12. Eclipse Megamovie Citizen Science Project. The Eclipse Megamovie Project, a first-of-its-kind citizen science effort that brought together thousands of volunteers across the United States to capture the August 2017 total solar eclipse, received over 60,000 images!  We've been pouring through them and thinking about all the different ways we can take this project to the next level. As a result, we've launched a brand new online citizen science project that is open to anyone, anywhere in the world with an Internet connection to get involved in our on-going scientific investigation.
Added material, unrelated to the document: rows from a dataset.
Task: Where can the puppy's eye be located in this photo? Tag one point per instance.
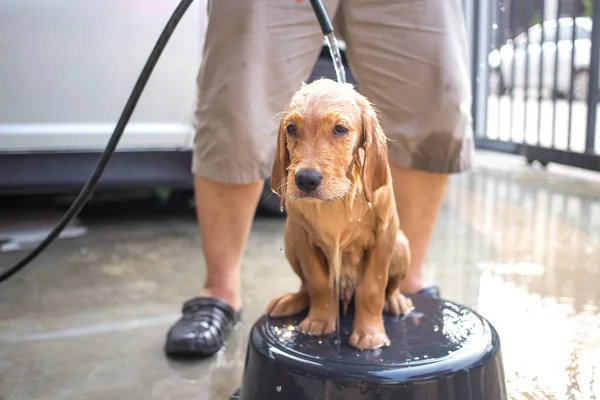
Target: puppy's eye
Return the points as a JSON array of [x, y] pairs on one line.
[[340, 130], [291, 128]]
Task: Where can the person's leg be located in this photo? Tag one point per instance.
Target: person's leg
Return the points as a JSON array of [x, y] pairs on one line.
[[410, 59], [225, 213], [256, 55], [418, 198]]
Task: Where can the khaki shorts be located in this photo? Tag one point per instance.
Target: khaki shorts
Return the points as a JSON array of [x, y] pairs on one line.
[[409, 57]]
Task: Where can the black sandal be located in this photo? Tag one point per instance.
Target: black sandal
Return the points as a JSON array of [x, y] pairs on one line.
[[203, 329]]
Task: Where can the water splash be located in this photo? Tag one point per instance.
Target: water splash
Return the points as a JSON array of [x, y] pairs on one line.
[[336, 56]]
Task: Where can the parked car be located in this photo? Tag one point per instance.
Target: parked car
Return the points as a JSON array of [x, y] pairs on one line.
[[525, 52], [67, 70]]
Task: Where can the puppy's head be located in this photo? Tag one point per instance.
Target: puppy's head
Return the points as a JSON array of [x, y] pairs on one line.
[[329, 141]]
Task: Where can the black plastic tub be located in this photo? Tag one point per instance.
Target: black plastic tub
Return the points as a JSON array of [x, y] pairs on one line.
[[442, 351]]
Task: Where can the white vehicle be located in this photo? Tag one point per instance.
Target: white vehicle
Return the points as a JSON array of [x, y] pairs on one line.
[[67, 70], [527, 55]]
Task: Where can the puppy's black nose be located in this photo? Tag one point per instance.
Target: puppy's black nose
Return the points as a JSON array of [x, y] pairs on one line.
[[308, 180]]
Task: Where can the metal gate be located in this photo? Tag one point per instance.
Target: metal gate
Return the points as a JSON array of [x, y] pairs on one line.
[[535, 67]]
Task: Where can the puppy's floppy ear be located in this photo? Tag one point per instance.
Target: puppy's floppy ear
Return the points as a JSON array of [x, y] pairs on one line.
[[281, 162], [375, 173]]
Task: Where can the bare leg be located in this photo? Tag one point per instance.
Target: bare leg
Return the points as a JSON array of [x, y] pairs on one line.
[[418, 198], [225, 214]]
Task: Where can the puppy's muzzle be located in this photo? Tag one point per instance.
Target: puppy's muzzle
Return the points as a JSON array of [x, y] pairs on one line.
[[308, 180]]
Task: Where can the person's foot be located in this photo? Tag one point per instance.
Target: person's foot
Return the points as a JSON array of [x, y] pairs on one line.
[[203, 329]]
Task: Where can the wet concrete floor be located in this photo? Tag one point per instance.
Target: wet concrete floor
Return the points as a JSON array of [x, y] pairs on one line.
[[87, 320]]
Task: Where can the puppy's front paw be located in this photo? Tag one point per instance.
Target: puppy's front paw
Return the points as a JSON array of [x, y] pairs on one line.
[[318, 325], [369, 336], [288, 304], [396, 303]]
Curious?  We hope so!  Here's how you can participate:
Megamovie Maestros I on Zooniverse
In this first of multiple Zooniverse projects yet to come, you will help us determine what our volunteers actually captured by identifying eclipse phases and other phenomenon of interest. You will be shown images one at a time from the Eclipse Megamovie image database. For each image, we will ask you what you see. A tutorial and help link make choosing your answers fairly simple. You can also "Talk" to discuss the images in more detail with our team and other project participants.  Plus it's a great way to relive the eclipse and see some stunning eclipse imagery, thanks to our oh-so-talented volunteer photographers!  You will even occasionally see a photo of our volunteers themselves (if they uploaded any selfies), which helps make the project fun to do too.
   To learn more and get started, go to http://bit.ly/MegamovieMaestros1 and be sure to share this link with your friends, family, and colleagues!

 

13. NASA invites names for next New Horizons target body.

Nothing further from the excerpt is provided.